I've got a couple of tests (ammonia and nitrite) that don't have any sort of date on them. How do I know if they're still testing properly?

Also, for ones that have a date, is there any stretch room for using it after the date? My nitrate test says it's best used before the end of April, 2010. Is it OK to still use it?

I'm thinking of getting new tests - I'm thinking the 5 in 1 strips. I know they're more expensive, but I don't test that often, and I think they'll just be a whole lot easier.


----------



## luckyfind (Apr 21, 2010)

Take a sample to your lfs and have them do a test on your water and then compare with your test strips.
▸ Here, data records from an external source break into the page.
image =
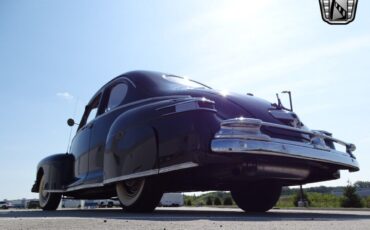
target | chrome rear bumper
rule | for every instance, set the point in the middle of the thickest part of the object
(243, 135)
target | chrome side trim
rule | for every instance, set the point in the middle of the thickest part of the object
(152, 172)
(178, 167)
(132, 176)
(129, 176)
(189, 104)
(84, 186)
(54, 190)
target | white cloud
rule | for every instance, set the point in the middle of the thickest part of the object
(65, 95)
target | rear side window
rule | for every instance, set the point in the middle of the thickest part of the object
(116, 96)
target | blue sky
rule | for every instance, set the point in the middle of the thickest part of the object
(54, 55)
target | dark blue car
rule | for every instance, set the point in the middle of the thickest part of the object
(145, 133)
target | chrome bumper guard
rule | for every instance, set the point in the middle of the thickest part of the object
(243, 135)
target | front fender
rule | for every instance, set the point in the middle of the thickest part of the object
(57, 170)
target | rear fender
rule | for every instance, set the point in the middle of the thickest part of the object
(57, 170)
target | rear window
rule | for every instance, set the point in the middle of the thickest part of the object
(183, 83)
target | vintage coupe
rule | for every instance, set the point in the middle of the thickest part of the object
(145, 133)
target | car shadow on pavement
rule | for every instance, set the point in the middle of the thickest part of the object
(193, 214)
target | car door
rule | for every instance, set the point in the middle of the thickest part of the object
(80, 146)
(113, 96)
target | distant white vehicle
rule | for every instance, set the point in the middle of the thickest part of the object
(70, 203)
(172, 200)
(4, 205)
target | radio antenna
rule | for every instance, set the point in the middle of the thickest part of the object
(290, 99)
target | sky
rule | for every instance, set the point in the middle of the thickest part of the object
(54, 55)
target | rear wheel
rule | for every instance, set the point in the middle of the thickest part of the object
(139, 195)
(256, 197)
(48, 201)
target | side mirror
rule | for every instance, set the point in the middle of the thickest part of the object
(71, 122)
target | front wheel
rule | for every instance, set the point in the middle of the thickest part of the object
(48, 201)
(256, 197)
(139, 195)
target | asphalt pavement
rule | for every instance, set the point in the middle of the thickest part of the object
(185, 218)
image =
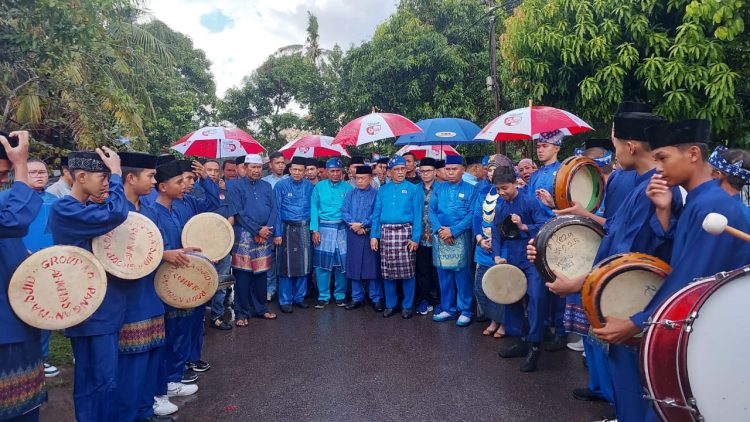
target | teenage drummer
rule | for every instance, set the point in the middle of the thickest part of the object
(517, 219)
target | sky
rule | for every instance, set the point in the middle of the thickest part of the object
(238, 35)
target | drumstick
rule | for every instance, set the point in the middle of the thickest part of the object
(716, 224)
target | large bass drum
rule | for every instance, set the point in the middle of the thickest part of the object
(694, 353)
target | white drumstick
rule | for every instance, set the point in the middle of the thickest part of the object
(716, 224)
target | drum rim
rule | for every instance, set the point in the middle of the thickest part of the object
(213, 215)
(118, 272)
(716, 282)
(546, 232)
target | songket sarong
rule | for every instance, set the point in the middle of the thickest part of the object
(251, 253)
(293, 256)
(396, 262)
(331, 251)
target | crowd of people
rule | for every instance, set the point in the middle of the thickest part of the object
(401, 235)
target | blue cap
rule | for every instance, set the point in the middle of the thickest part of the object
(454, 159)
(334, 163)
(397, 160)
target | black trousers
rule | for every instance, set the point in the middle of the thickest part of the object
(426, 277)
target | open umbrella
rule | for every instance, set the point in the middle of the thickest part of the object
(312, 146)
(432, 151)
(444, 130)
(529, 122)
(218, 142)
(374, 127)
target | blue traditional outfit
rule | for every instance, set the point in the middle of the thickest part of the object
(293, 226)
(452, 206)
(22, 388)
(325, 217)
(363, 262)
(254, 206)
(396, 219)
(95, 341)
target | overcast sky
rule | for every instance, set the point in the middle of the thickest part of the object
(238, 35)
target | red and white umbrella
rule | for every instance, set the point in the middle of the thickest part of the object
(312, 146)
(432, 151)
(218, 142)
(529, 122)
(374, 127)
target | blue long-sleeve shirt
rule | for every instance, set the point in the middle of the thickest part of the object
(697, 253)
(358, 206)
(399, 203)
(451, 206)
(327, 201)
(292, 202)
(19, 206)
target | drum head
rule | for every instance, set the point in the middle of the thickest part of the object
(716, 354)
(628, 293)
(131, 251)
(187, 287)
(504, 284)
(210, 232)
(57, 287)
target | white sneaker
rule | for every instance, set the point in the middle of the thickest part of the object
(577, 346)
(163, 407)
(178, 389)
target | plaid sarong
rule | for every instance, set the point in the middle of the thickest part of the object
(293, 256)
(396, 262)
(249, 255)
(331, 252)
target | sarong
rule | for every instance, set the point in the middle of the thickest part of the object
(293, 256)
(249, 255)
(451, 257)
(396, 262)
(22, 386)
(331, 252)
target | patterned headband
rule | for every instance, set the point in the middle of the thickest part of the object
(732, 169)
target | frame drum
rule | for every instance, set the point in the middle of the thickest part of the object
(621, 286)
(693, 360)
(210, 232)
(567, 245)
(57, 287)
(580, 180)
(187, 287)
(504, 284)
(131, 251)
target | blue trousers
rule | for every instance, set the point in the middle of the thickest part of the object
(456, 291)
(95, 377)
(250, 289)
(375, 286)
(292, 290)
(391, 294)
(624, 368)
(324, 284)
(137, 384)
(596, 360)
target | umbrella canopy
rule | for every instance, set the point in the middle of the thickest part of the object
(529, 122)
(432, 151)
(444, 130)
(218, 142)
(374, 127)
(312, 146)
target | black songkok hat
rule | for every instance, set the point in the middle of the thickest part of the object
(631, 125)
(138, 160)
(692, 131)
(301, 161)
(167, 171)
(633, 107)
(364, 170)
(87, 161)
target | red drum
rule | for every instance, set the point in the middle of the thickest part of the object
(693, 356)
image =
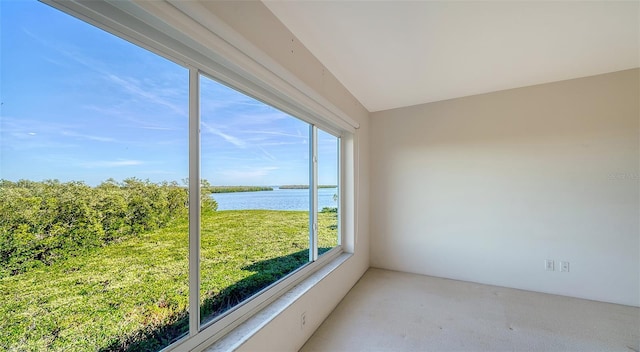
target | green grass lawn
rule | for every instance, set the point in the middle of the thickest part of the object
(133, 295)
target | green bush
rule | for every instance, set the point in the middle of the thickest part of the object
(42, 222)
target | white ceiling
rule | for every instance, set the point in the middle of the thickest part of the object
(392, 54)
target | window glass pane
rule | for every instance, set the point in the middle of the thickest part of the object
(93, 218)
(328, 191)
(255, 171)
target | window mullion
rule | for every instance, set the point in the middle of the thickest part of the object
(194, 201)
(313, 193)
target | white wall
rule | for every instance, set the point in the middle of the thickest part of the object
(257, 24)
(485, 188)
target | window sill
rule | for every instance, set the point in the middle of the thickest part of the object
(236, 337)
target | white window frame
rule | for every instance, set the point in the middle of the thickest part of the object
(190, 35)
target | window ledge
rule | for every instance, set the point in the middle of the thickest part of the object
(236, 337)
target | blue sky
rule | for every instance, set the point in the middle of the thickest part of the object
(81, 104)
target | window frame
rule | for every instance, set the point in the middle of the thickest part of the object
(175, 31)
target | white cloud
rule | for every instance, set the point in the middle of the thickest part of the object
(111, 163)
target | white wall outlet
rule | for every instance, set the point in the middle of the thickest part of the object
(549, 265)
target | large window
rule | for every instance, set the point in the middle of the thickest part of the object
(142, 202)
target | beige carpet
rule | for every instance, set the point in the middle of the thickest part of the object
(392, 311)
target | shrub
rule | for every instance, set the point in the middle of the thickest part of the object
(42, 222)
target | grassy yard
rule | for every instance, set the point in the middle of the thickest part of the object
(133, 295)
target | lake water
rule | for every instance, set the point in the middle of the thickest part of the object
(278, 199)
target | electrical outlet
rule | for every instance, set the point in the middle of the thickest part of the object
(549, 265)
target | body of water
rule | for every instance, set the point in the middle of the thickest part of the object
(278, 199)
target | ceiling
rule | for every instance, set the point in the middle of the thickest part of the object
(391, 54)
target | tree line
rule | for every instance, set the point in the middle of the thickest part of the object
(43, 222)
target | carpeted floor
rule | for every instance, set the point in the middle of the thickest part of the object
(393, 311)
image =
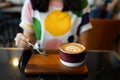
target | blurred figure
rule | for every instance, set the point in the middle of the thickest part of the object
(103, 8)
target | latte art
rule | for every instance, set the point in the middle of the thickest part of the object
(72, 49)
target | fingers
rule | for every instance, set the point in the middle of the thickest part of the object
(21, 41)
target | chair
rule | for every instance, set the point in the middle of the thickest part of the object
(103, 34)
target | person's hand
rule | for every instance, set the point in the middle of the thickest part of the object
(21, 41)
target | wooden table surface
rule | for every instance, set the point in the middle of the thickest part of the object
(50, 64)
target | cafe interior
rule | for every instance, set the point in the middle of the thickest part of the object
(102, 59)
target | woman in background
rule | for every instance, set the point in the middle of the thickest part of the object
(49, 23)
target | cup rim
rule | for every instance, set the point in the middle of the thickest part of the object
(72, 43)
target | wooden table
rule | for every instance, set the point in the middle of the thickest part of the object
(40, 64)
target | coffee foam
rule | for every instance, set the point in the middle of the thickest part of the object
(72, 48)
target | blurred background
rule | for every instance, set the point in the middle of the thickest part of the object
(105, 35)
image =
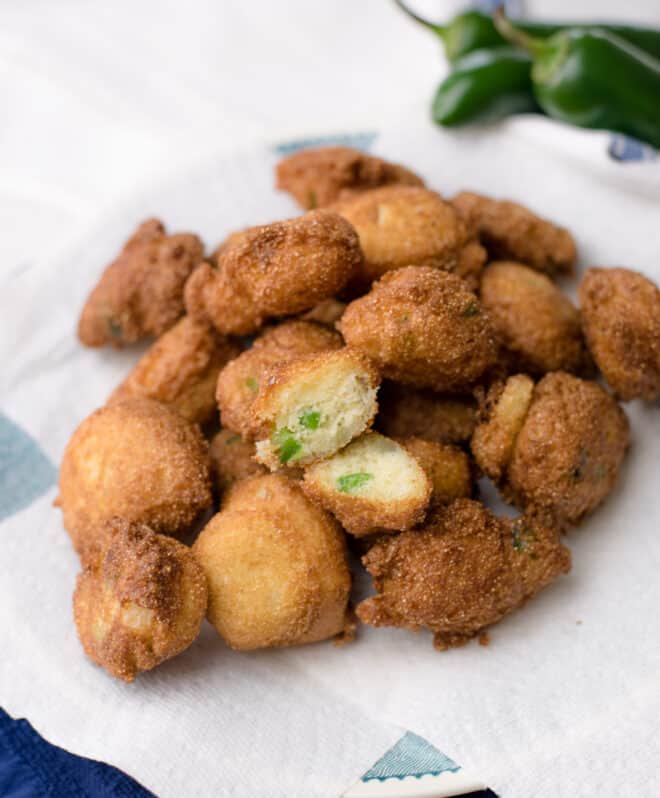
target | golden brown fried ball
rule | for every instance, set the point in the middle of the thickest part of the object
(563, 454)
(327, 312)
(405, 411)
(313, 406)
(232, 459)
(538, 324)
(372, 485)
(512, 232)
(136, 459)
(278, 269)
(181, 369)
(141, 604)
(276, 567)
(240, 381)
(621, 318)
(423, 327)
(407, 226)
(315, 178)
(446, 466)
(140, 293)
(461, 573)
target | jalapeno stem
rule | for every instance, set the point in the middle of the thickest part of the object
(426, 22)
(508, 31)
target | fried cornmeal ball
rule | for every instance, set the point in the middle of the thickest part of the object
(313, 406)
(462, 572)
(318, 177)
(327, 312)
(140, 294)
(136, 459)
(181, 369)
(278, 269)
(232, 459)
(240, 381)
(563, 454)
(446, 466)
(276, 567)
(372, 485)
(538, 324)
(141, 604)
(409, 226)
(621, 318)
(512, 232)
(423, 327)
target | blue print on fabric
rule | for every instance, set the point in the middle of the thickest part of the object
(411, 756)
(361, 141)
(25, 471)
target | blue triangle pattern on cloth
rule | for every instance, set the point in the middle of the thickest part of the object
(25, 471)
(411, 756)
(361, 141)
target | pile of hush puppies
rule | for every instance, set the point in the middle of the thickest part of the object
(401, 347)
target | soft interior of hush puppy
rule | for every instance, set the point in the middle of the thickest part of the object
(372, 484)
(314, 406)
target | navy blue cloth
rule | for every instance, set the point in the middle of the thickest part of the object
(30, 767)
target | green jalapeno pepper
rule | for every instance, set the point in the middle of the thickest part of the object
(592, 78)
(485, 85)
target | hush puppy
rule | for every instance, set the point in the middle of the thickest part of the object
(316, 178)
(621, 318)
(140, 294)
(538, 324)
(232, 459)
(461, 573)
(404, 411)
(559, 450)
(423, 327)
(276, 567)
(512, 232)
(181, 369)
(241, 380)
(374, 484)
(446, 466)
(407, 226)
(313, 406)
(141, 604)
(278, 269)
(136, 459)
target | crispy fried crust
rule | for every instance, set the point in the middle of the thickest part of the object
(621, 318)
(363, 512)
(409, 226)
(423, 327)
(141, 292)
(350, 407)
(536, 322)
(503, 414)
(569, 450)
(315, 178)
(405, 411)
(278, 269)
(512, 232)
(461, 573)
(141, 604)
(181, 369)
(232, 459)
(276, 567)
(446, 466)
(136, 459)
(240, 381)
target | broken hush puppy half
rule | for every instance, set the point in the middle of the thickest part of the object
(372, 485)
(312, 407)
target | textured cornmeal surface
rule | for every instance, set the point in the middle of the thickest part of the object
(315, 406)
(374, 483)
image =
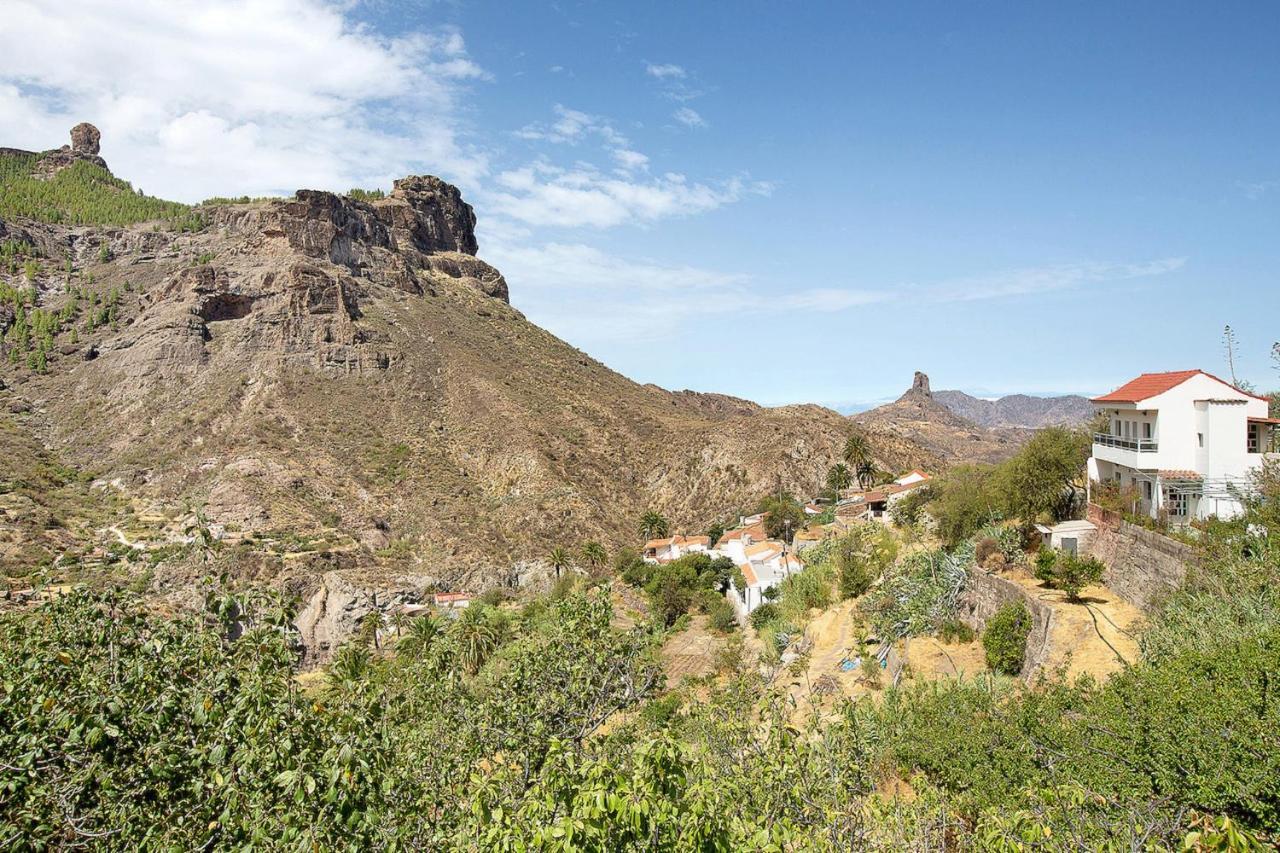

As for the date on yours I would just buy a new set,not worth the worrying about it being good or not.


----------



## BullDog (Apr 21, 2010)

Thanks Lucky, that's exactly what I was thinking of doing 

Maybe it's a silly question, but what is the best kind of container to bring the water in?


----------



## Aquaman (Apr 21, 2010)

if there is not a exp. date on it ,look for a lot #. check the manufacturers web site ,they usually have lot # exp.dates.
As far as due dates...usually a bout 3 years after production...?...I really don't think it would hurt to use it for a month or so after.Its not like its gonna rot 2 days after .
Kinda like the milk container the day after its still good ...even more . 
They gotta put some kinda date on it ....usually 80 percent or so of the expected "lifespan" of the product.
Best container to use is one that doesn't leak .


----------



## BullDog (Apr 21, 2010)

Good to know, thanks Aquaman 

So, say a little jar or something would be just fine I guess? 
We have lots of little jars o_o


----------



## hp10BII (Apr 23, 2010)

General reference for shelf life:

Shelf Life of Aquarium Test Kits"


----------



## BullDog (Apr 21, 2010)

Good link, thanks hp.


----------



## Immus21 (Jun 14, 2010)

Whatever container you bring it in just make sure there is no residue from whatever was in it before....


----------